Given the diversity of these museums, it is difficult to provide a general overview of how their ethnographic collections were exhibited. The museum annexed to the society for the study of ethnology had few visitors. The national museum in Tokyo was rebuilt after the 1923 earthquake, with a change of focus on fine arts exhibitions10. In the absence of any national museum of ethnology, it was industrial and colonial exhibits and museums built in regions under Japanese domination that no doubt came closest to exhibiting humanity.
The 5th national industrial exhibition (Dai go kokunai kōgyō hakurankai) held in 1903 in the Osaka District of Tennōji was the first in which the Imperial University of Tokyo anthropology unit was involved. It was also the first exhibition of Japan as a colonial empire11, even though it was not until the 1912 exhibition in Ueno that the term takushoku (the equivalent of “colonial”12) was taken up in the name of the event. In 1903, an anthropological pavilion (Gakujutsu jinrui-kan) made its first appearance, coordinated by the anthropology department. Ethnographic objects collected in various regions were on display, accompanied by a map of the different human races drawn up by Tsuboi Shōgorō (1863-1913) – a key figure in the department at the Imperial University of Tokyo, and in the history of Japanese anthropology13. This pavilion viewed the regions under Japanese domination in hierarchical terms. In addition to objects, “natives from the colonies” in Taiwan, Korea, Malaysia, Java, and China were exhibited14. Japan thus positioned itself among the “civilized” powers facing countries peopled with “savages” (yaban-jin). The anthropology unit’s involvement in the exhibition lent scientific credibility to this discriminating discourse15. The 1903 exhibition thus followed in the footsteps of Western universal and subsequently colonial exhibitions.

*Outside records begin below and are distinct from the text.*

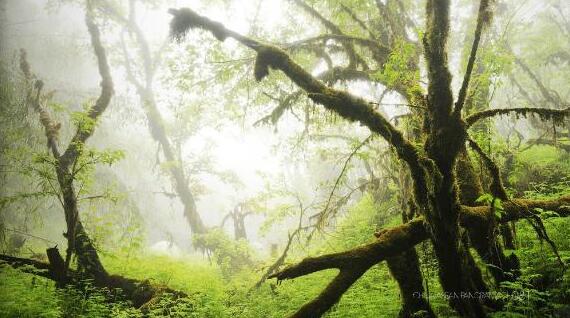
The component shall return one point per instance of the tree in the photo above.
(444, 133)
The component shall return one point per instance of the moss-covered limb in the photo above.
(515, 209)
(74, 149)
(469, 182)
(546, 93)
(483, 19)
(440, 98)
(77, 239)
(551, 142)
(148, 103)
(394, 241)
(379, 51)
(346, 105)
(406, 271)
(556, 115)
(497, 188)
(390, 242)
(330, 76)
(358, 21)
(331, 294)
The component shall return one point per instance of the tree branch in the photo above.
(394, 241)
(483, 19)
(557, 115)
(83, 133)
(346, 105)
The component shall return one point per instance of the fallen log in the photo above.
(352, 264)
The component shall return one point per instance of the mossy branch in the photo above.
(74, 149)
(352, 264)
(497, 187)
(354, 59)
(483, 19)
(344, 104)
(556, 115)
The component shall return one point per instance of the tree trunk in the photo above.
(406, 271)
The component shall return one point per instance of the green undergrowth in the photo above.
(542, 291)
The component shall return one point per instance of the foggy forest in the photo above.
(284, 158)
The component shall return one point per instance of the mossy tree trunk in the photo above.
(145, 91)
(433, 171)
(78, 240)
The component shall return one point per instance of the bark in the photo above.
(78, 240)
(405, 268)
(156, 124)
(435, 188)
(393, 242)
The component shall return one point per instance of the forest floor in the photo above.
(542, 291)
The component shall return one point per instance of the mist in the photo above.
(219, 148)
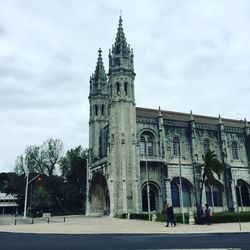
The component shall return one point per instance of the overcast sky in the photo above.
(189, 55)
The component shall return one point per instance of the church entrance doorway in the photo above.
(153, 198)
(99, 201)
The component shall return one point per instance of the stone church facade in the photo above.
(141, 158)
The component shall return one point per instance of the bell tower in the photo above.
(98, 102)
(123, 156)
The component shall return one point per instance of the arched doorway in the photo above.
(186, 192)
(99, 201)
(153, 197)
(242, 192)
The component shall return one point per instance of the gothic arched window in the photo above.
(125, 88)
(235, 152)
(213, 195)
(150, 145)
(118, 88)
(96, 110)
(242, 193)
(176, 146)
(206, 146)
(142, 145)
(186, 195)
(217, 196)
(102, 109)
(175, 195)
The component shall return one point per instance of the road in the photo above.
(23, 241)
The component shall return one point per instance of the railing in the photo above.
(99, 162)
(155, 158)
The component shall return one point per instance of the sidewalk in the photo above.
(107, 225)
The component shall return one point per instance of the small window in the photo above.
(102, 109)
(142, 145)
(118, 88)
(150, 145)
(176, 146)
(206, 146)
(235, 152)
(126, 88)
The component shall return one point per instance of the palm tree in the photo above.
(210, 166)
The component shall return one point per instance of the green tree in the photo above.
(73, 168)
(41, 199)
(210, 166)
(42, 159)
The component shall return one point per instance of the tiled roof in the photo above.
(178, 116)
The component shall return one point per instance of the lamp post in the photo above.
(236, 202)
(26, 191)
(148, 195)
(180, 180)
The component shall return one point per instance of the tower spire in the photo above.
(98, 80)
(120, 55)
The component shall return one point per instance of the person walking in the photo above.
(170, 215)
(208, 213)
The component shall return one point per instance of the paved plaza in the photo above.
(105, 225)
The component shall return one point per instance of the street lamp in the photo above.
(180, 180)
(148, 195)
(26, 191)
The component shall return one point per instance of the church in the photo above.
(141, 158)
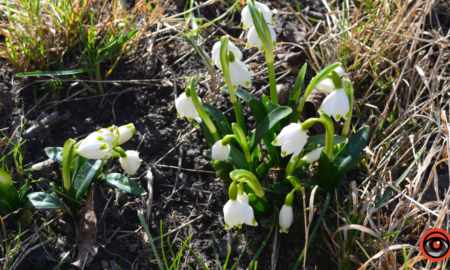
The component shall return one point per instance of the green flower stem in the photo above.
(233, 190)
(290, 198)
(329, 127)
(198, 105)
(295, 182)
(314, 82)
(294, 165)
(242, 139)
(348, 87)
(121, 152)
(251, 180)
(224, 60)
(264, 34)
(69, 153)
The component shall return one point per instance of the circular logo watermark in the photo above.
(435, 245)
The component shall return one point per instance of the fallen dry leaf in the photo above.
(6, 106)
(87, 229)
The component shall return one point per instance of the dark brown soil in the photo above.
(151, 108)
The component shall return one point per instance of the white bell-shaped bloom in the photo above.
(286, 218)
(246, 16)
(237, 213)
(185, 107)
(239, 74)
(220, 152)
(215, 54)
(336, 104)
(292, 139)
(131, 163)
(110, 135)
(126, 132)
(94, 146)
(314, 155)
(327, 86)
(253, 39)
(243, 197)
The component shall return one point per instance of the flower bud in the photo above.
(131, 163)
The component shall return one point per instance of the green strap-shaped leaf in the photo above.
(223, 169)
(41, 200)
(345, 158)
(268, 122)
(54, 153)
(219, 117)
(83, 180)
(245, 95)
(114, 47)
(119, 181)
(53, 73)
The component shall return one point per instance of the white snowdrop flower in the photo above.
(131, 163)
(220, 152)
(243, 197)
(126, 132)
(239, 74)
(286, 218)
(246, 16)
(94, 146)
(253, 39)
(292, 139)
(215, 54)
(185, 107)
(236, 213)
(327, 86)
(313, 156)
(336, 104)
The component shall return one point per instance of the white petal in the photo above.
(336, 104)
(286, 218)
(314, 155)
(131, 163)
(240, 73)
(94, 147)
(220, 152)
(243, 197)
(126, 132)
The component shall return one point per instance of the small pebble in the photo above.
(88, 121)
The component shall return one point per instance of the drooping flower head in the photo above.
(95, 146)
(246, 16)
(185, 107)
(292, 139)
(336, 105)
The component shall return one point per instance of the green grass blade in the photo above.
(53, 73)
(322, 214)
(150, 239)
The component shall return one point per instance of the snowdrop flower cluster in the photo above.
(336, 104)
(104, 143)
(252, 37)
(292, 139)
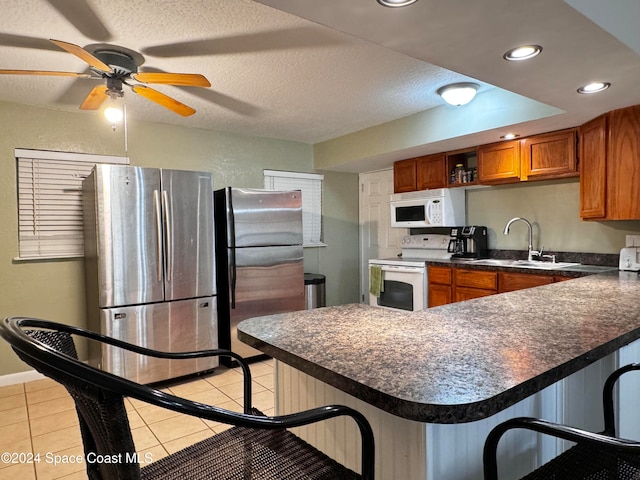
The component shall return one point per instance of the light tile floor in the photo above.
(39, 418)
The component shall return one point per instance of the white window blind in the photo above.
(311, 186)
(50, 201)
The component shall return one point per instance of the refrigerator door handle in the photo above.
(231, 222)
(156, 206)
(168, 235)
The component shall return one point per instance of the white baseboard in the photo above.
(21, 377)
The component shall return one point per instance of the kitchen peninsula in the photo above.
(434, 382)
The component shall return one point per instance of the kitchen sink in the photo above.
(543, 265)
(523, 263)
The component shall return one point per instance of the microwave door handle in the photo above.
(428, 212)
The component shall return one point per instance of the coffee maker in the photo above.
(468, 242)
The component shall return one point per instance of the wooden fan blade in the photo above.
(83, 55)
(164, 100)
(180, 79)
(95, 98)
(44, 72)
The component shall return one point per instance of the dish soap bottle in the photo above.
(459, 173)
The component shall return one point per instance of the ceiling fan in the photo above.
(119, 66)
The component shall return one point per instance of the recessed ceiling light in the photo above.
(509, 136)
(524, 52)
(594, 87)
(458, 93)
(396, 3)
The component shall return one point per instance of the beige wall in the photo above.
(55, 289)
(553, 208)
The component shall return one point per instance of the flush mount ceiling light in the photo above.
(509, 136)
(594, 87)
(458, 93)
(396, 3)
(524, 52)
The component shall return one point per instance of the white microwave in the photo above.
(443, 207)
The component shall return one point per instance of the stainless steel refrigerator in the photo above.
(150, 267)
(260, 260)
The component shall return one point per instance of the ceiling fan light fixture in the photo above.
(594, 87)
(113, 114)
(458, 93)
(524, 52)
(114, 109)
(396, 3)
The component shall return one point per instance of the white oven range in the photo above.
(404, 279)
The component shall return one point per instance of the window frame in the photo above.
(49, 202)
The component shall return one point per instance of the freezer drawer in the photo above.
(180, 326)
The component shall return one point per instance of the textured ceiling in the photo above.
(314, 70)
(272, 74)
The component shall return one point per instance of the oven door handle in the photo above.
(403, 269)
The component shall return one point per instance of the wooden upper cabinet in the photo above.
(610, 166)
(499, 162)
(623, 164)
(431, 171)
(404, 176)
(593, 168)
(551, 155)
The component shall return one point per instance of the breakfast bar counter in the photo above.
(476, 362)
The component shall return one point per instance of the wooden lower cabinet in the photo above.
(440, 288)
(508, 282)
(450, 284)
(470, 284)
(466, 293)
(439, 295)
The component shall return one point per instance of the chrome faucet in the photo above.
(532, 252)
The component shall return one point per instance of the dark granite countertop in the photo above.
(573, 271)
(459, 362)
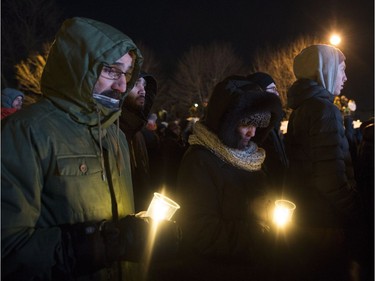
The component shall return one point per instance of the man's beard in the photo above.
(110, 99)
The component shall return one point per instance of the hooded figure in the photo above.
(11, 101)
(65, 163)
(276, 162)
(220, 183)
(132, 120)
(321, 178)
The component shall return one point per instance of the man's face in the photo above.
(246, 132)
(271, 88)
(136, 97)
(340, 79)
(17, 103)
(112, 82)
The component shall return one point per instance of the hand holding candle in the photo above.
(161, 208)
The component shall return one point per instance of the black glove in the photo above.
(83, 249)
(88, 247)
(142, 238)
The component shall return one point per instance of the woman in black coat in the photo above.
(222, 189)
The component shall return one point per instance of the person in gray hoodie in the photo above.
(321, 177)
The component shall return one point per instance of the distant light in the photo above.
(335, 39)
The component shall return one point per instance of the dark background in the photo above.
(171, 27)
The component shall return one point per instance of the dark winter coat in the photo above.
(321, 174)
(51, 162)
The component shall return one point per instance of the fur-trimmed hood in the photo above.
(236, 98)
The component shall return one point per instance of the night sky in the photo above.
(171, 27)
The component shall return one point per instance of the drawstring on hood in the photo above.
(74, 94)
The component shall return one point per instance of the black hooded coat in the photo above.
(221, 203)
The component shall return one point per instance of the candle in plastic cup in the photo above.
(283, 212)
(161, 207)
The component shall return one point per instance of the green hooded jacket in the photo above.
(63, 157)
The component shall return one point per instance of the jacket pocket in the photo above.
(78, 165)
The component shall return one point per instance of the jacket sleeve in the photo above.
(26, 250)
(332, 169)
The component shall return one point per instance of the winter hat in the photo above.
(8, 95)
(319, 63)
(235, 101)
(260, 78)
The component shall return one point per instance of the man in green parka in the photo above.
(67, 199)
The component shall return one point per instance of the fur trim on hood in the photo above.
(234, 99)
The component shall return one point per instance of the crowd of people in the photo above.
(81, 165)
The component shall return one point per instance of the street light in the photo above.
(335, 39)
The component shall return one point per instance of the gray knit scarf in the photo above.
(250, 159)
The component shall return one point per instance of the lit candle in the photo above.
(161, 207)
(283, 212)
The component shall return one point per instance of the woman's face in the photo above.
(340, 79)
(246, 132)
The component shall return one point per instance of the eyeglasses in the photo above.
(271, 89)
(113, 73)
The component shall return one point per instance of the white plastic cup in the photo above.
(161, 207)
(283, 212)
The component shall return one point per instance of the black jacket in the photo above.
(321, 178)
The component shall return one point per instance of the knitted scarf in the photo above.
(250, 159)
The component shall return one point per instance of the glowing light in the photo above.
(161, 207)
(283, 212)
(335, 39)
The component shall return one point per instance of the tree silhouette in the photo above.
(277, 61)
(199, 70)
(26, 25)
(29, 72)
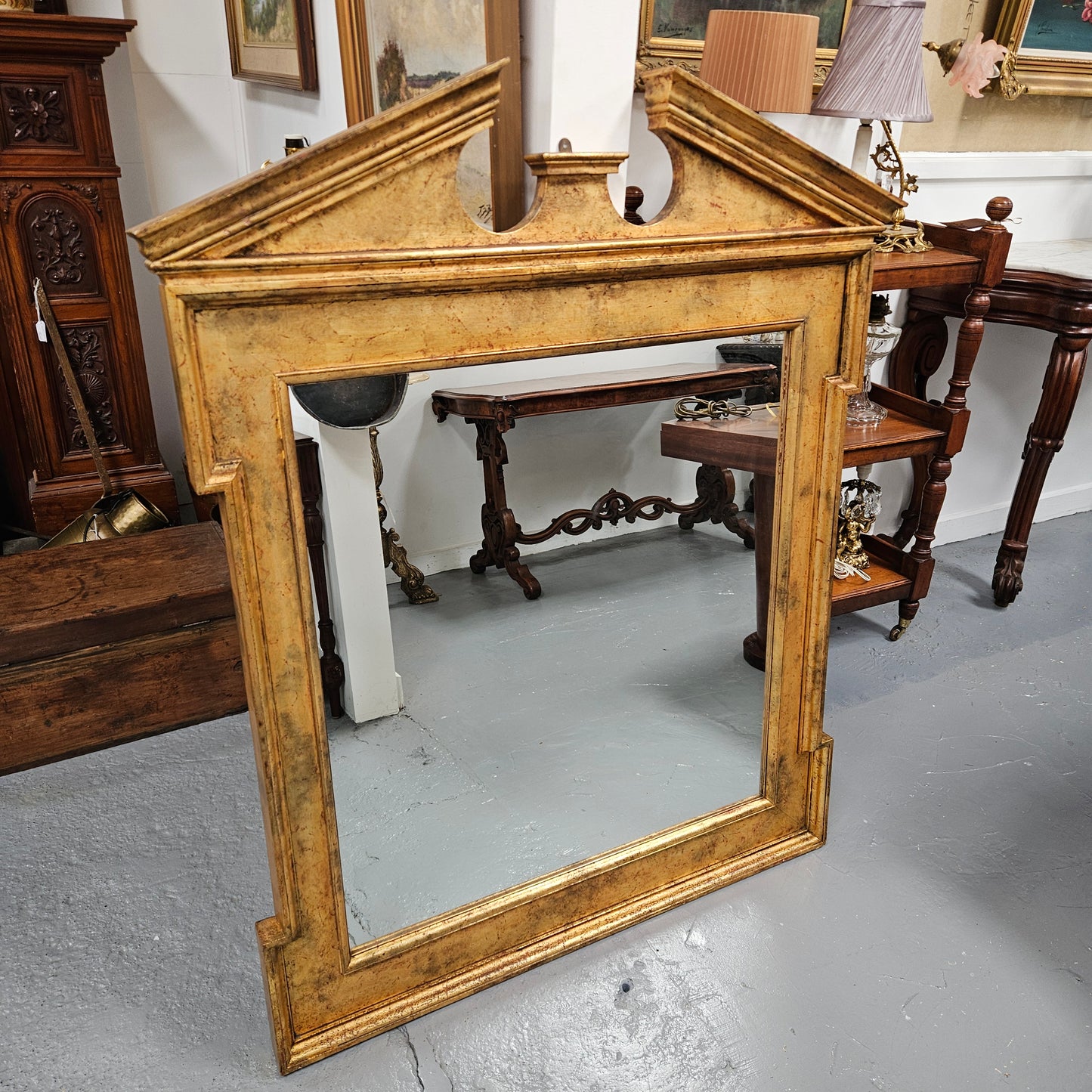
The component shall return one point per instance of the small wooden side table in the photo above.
(911, 428)
(1047, 287)
(495, 409)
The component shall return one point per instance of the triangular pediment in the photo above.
(389, 184)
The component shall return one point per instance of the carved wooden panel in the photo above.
(61, 221)
(91, 351)
(60, 245)
(36, 114)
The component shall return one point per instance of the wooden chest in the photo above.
(110, 641)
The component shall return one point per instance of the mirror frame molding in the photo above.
(354, 258)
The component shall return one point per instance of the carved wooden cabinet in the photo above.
(61, 221)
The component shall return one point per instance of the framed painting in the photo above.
(1050, 44)
(395, 51)
(673, 32)
(273, 42)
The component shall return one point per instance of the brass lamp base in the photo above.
(899, 235)
(908, 238)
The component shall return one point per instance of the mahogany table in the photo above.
(967, 257)
(495, 409)
(1047, 287)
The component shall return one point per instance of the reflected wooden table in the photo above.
(911, 428)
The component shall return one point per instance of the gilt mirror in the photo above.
(355, 258)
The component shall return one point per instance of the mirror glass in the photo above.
(537, 734)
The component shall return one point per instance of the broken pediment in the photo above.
(389, 184)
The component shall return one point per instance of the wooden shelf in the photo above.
(883, 586)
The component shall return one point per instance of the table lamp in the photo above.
(763, 59)
(878, 74)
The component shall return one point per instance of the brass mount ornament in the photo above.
(856, 515)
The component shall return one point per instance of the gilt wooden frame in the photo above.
(1047, 71)
(294, 67)
(355, 258)
(506, 135)
(654, 51)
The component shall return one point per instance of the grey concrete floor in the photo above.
(939, 940)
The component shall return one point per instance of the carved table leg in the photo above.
(716, 493)
(411, 579)
(311, 490)
(500, 529)
(1060, 385)
(755, 643)
(933, 498)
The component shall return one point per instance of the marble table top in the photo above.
(1065, 257)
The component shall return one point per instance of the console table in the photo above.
(1048, 287)
(495, 409)
(969, 258)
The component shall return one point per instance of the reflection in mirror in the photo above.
(539, 734)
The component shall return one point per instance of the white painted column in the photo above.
(355, 569)
(578, 76)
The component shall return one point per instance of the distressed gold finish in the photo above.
(355, 257)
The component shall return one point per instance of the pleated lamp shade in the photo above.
(878, 73)
(763, 59)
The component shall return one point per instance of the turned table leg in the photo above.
(331, 667)
(1060, 387)
(500, 527)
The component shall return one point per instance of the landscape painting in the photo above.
(413, 45)
(269, 23)
(272, 42)
(1057, 29)
(686, 19)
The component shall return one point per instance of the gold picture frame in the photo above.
(501, 29)
(665, 39)
(273, 42)
(1050, 48)
(353, 258)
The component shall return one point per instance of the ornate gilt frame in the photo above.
(1037, 76)
(506, 137)
(252, 63)
(654, 53)
(356, 258)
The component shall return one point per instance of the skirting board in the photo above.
(989, 521)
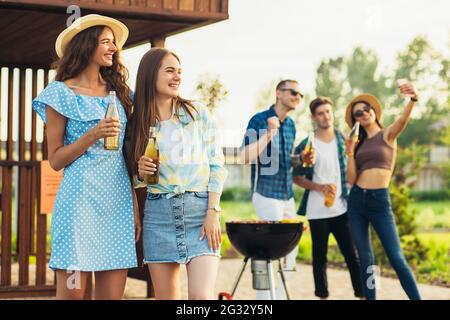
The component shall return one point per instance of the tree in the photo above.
(211, 91)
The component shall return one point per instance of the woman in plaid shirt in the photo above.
(181, 222)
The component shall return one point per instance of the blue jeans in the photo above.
(374, 206)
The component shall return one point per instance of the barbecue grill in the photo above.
(263, 242)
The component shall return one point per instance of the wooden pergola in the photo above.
(28, 30)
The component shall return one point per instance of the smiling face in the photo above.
(106, 49)
(169, 77)
(323, 116)
(363, 113)
(289, 95)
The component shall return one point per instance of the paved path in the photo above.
(301, 286)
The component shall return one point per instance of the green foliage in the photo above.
(436, 195)
(266, 95)
(409, 162)
(211, 91)
(342, 78)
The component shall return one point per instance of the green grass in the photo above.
(432, 215)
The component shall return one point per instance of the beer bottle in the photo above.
(112, 143)
(354, 134)
(309, 149)
(152, 152)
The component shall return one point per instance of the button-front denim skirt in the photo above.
(172, 228)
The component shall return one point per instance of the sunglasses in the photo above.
(293, 92)
(360, 113)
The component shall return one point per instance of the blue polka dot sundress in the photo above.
(93, 223)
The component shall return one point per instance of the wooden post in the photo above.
(158, 42)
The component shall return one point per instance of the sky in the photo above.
(265, 40)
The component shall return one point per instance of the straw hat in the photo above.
(119, 29)
(367, 98)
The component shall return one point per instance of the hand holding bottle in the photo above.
(146, 166)
(108, 127)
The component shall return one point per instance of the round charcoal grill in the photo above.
(262, 242)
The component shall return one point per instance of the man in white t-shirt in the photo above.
(326, 177)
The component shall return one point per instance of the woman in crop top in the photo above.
(370, 165)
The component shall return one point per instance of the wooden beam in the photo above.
(158, 42)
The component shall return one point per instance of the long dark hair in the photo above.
(76, 58)
(362, 135)
(146, 112)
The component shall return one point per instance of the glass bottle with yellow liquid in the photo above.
(152, 152)
(309, 150)
(354, 135)
(112, 143)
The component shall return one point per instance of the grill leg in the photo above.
(271, 279)
(240, 275)
(283, 279)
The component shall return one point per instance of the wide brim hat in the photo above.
(119, 29)
(367, 98)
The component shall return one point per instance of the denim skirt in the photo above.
(172, 228)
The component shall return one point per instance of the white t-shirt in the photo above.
(326, 171)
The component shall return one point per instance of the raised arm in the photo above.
(250, 152)
(395, 129)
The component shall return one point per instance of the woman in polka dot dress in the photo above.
(94, 224)
(181, 216)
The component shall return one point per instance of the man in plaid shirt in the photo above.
(267, 145)
(327, 176)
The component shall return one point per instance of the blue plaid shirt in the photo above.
(274, 176)
(309, 172)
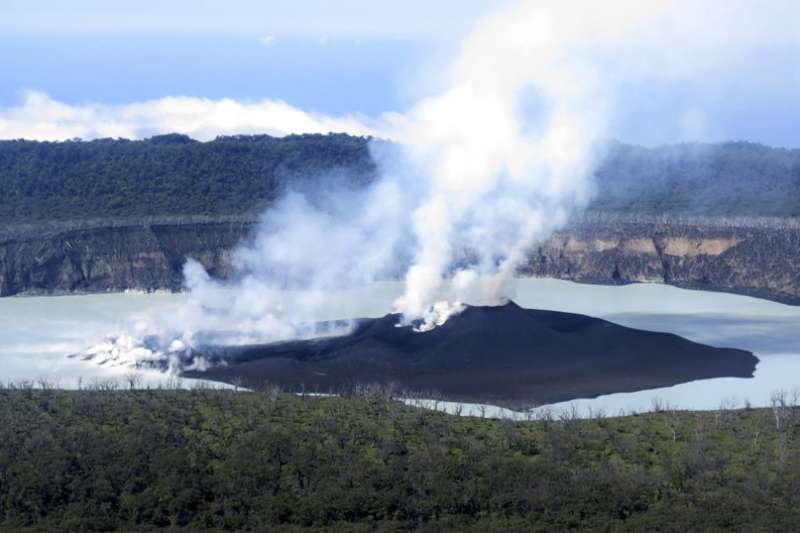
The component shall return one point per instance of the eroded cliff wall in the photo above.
(755, 256)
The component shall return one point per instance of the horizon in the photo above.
(352, 66)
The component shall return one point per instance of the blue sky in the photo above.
(335, 58)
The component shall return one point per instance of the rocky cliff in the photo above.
(749, 255)
(755, 256)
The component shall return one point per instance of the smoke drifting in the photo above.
(477, 174)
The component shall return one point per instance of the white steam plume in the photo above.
(486, 168)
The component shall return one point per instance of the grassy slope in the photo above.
(214, 460)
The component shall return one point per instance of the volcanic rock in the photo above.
(503, 355)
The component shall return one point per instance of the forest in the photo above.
(241, 175)
(109, 458)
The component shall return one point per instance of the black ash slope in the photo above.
(503, 355)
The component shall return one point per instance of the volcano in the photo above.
(503, 355)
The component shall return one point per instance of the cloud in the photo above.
(40, 117)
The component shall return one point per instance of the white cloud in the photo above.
(41, 117)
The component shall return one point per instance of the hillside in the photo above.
(175, 175)
(168, 174)
(106, 460)
(110, 215)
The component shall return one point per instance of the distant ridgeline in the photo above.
(169, 174)
(175, 175)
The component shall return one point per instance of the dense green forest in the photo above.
(175, 175)
(169, 174)
(210, 460)
(728, 179)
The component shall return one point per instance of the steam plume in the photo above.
(480, 172)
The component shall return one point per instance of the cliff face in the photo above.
(98, 258)
(756, 257)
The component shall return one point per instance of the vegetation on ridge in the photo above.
(175, 175)
(204, 460)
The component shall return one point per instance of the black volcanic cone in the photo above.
(503, 355)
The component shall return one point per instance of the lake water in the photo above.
(36, 334)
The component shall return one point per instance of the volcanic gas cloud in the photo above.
(470, 178)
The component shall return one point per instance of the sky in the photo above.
(346, 59)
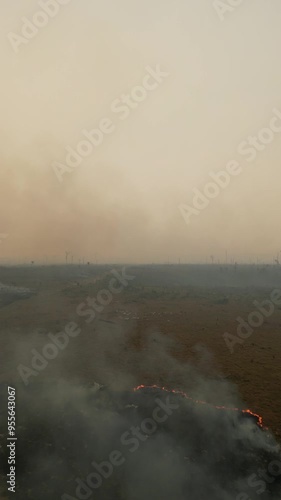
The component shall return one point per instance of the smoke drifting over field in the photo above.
(84, 441)
(122, 202)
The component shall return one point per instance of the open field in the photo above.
(159, 300)
(165, 326)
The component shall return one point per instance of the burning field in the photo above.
(145, 401)
(93, 442)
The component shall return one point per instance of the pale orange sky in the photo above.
(122, 202)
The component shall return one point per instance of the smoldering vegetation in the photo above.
(192, 450)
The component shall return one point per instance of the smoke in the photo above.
(123, 200)
(96, 437)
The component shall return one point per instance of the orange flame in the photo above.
(198, 401)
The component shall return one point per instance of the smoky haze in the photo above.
(121, 203)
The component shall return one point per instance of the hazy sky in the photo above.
(122, 202)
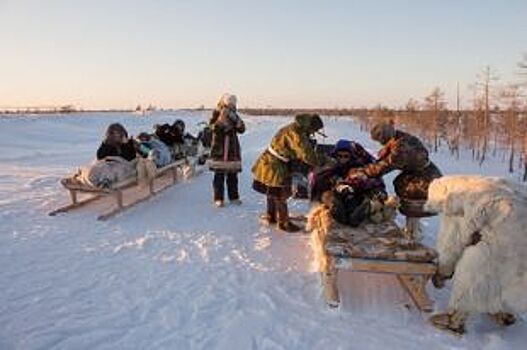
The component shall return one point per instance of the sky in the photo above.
(288, 53)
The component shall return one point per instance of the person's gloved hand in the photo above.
(344, 188)
(438, 280)
(357, 174)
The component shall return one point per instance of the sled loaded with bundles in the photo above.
(135, 166)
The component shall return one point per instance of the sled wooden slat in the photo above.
(384, 266)
(116, 191)
(342, 251)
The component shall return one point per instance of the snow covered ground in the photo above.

The following year, the unit staged an “exhibition of anthropological specimens” (Jinruigaku hyōhon hakurankai) on its own premises. This presented five Asiatic “ethnic groups” (shuzoku), each represented by objects (arms, costumes, etc.) and photographs16. The exhibition presented these people close to Japan as belonging to a time that was now past, with objects from the Japanese Stone Age being exhibited as a comparison, thereby signifying that these other cultures were “backwards”.
In short, there was nothing atypical about Japan at this time. The reifying vision this type of exhibition presented of the Asiatic other and the contribution made by anthropology – and later ethnology – to legitimizing colonial conquest operated in broadly similar manner to what may be observed in the West. In the 1960s, however, calls to create a national museum of ethnology re-emerged in what was now a non-colonial context. In the intermediary period, identity discourse had undergone a complete reversal: after the country’s defeat, the Japanese multi-ethnic empire had been replaced by the myth of an ethnically and culturally homogenous Japan.
An “a-colonial” museum without postcolonial critique
When at the end of the 1960s preparations began for a national museum of ethnology in Japan, Western ethnology museums were confronted with a world that was very different from that of their origins, with new voices and demands emerging due to decolonization and the advent of Third World. They became the privileged target of a body of critical scholarship soon baptized “postcolonial”17. At the same time, museum facilities were ageing, leading disaffected researchers to turn to universities. The utility and legitimacy of museums as an institution was thus called into question. How may we explain the birth of a national museum of ethnology in Japan in such an inauspicious context?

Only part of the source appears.